TLT – Nie czują strachu przed chłopakami
W meczu rozgrywek Terenowej Ligi Trampkarzy zespół dziewczyn Ślęzy Wrocław przegrał w Borowie z miejscowym Liderem 1:4
Choć dziewczyny przegrały mecz z chłopakami z Borowa, to za swój występ zasługują na duże uznanie. Co prawda ustępowały przeciwnikom szybkością (nie wszystkie) i co naturalne siłą fizyczną, ale nadrabiały to walecznością i charakterem. Walczyły nieustępliwie o każdą piłkę, o każdy metr boiska. Czyniły to z dużą agresją, czym zaskoczyły miejscowych piłkarzy. Czasami gdy nie udawało się przerwać akcji rywali w czysty sposób, ratowały się też faulami, a Aga Stępień wycinała przeciwników niczym markowa kosiarka. Duże brawa należą się też Idze Sieńko. Nasza bramkarka rozpoczęła spotkanie trochę niepewnie, ale z każdą minutą, z każdym kontaktem z piłką, jej pewność wzrastała, a po seryjnych udanych interwencjach Igi, ręce same składały się do braw. Charakter pokazała też Natalia Żygadło, która w pierwszej połowie dostała mocno piłką w głowę, co spowodowało krwotok z nosa. Nasza ambitna piłkarka musiała zejść z boiska, ale w drugiej części ponownie się na nim pojawiła i grała z jeszcze większą zawziętością.
W pierwszej połowie przeważali gospodarze. Naszym dziewczynom, mimo ambitnej gry nie udawało się zbyt często stwarzać sytuacji podbramkowych, a jedyny strzał, tuż obok słupka, oddała głową Olga Sokołowska po dośrodkowaniu z rzutu wolnego Darii Kiliman.
Po przerwie nieliczni widzowie mogli przecierać oczy ze zdumienia, widząc jak długimi okresami wrocławianki niczym nie ustępowały chłopakom. Z dużą przyjemnością oglądało się jak konstruowały fajne akcje, jak kilkoma podaniami wyprowadzały w pole rywali, jak wygrywały z nimi indywidualne pojedynki, czy też, w czym prym wiodła Ola Kucharska, wygrywały też z nimi rywalizację sprinterską. Brakowało tylko gola, który byłby uwieńczeniem dobrego meczu naszych dziewczyn.

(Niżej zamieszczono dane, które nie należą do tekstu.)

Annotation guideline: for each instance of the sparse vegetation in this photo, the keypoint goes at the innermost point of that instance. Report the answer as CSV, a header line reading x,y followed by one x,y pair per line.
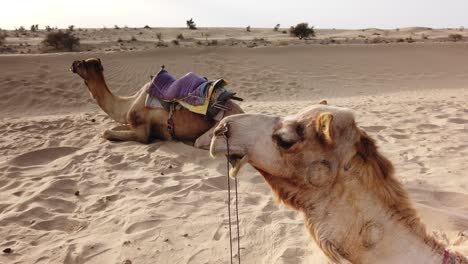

A sytuacje do jego zdobycia były. Po świetnym zagraniu Kornelii Kieliby Ola Kucharska wbiegła miedzy dwóch obrońców i znalazła siec w sytuacji sam na sam z bramkarzem i niestety przegrała ten pojedynek. Później po zagraniu Natalki Żygadło, obrońca w ostatniej chwili zablokował uderzenie Oli Kucharskiej. Przysłowie mówi, że do trzech razy sztuka i to się sprawdziło w przypadku Oli. W 67 min. po asyście Olgi Sokołowskiej, Kucharska ponownie znalazła się oko w oko z golkiperem Lidera, lecz tym razem nie dała mu już żadnych szans. Jeszcze w samej końcówce znów bardzo dobrze z rzutu wolnego dośrodkowała Daria Kiliman, a w zamieszaniu podbramkowym niewiele brakowało, by piłkę do bramki skierowała Olga Sokołowska.
Dziewczyny pokazały w tym meczu, że nie ma w nich strachu przed rywalizacją z chłopakami. Pomysł zgłoszenia ich do rywalizacji w TLT okazał się zatem trafiony. A że nie wygrały to trudno, ale w tych rozgrywkach nie wyniki są dla nas sprawą najważniejszą, ale postawa naszych piłkarek. Dziś możemy mówić o ich grze tylko w samych superlatywach.
LIDER BORÓW – ŚLĘZA WROCŁAW (DZIEWCZYNY) 4:1 (2:0)
gole dla Lidera – 15′, 22′, 37′, 56′
4-1 Kucharska 67′
Ślęza – Sieńko, Czajka, Stępień, A.Bargiel, Dziadek, Kieliba, Kiliman, Wolak, Kucharska, Żygadło, Sokołowska oraz J.Bargiel, Sikora, Puzan, Frankowska, Gunia.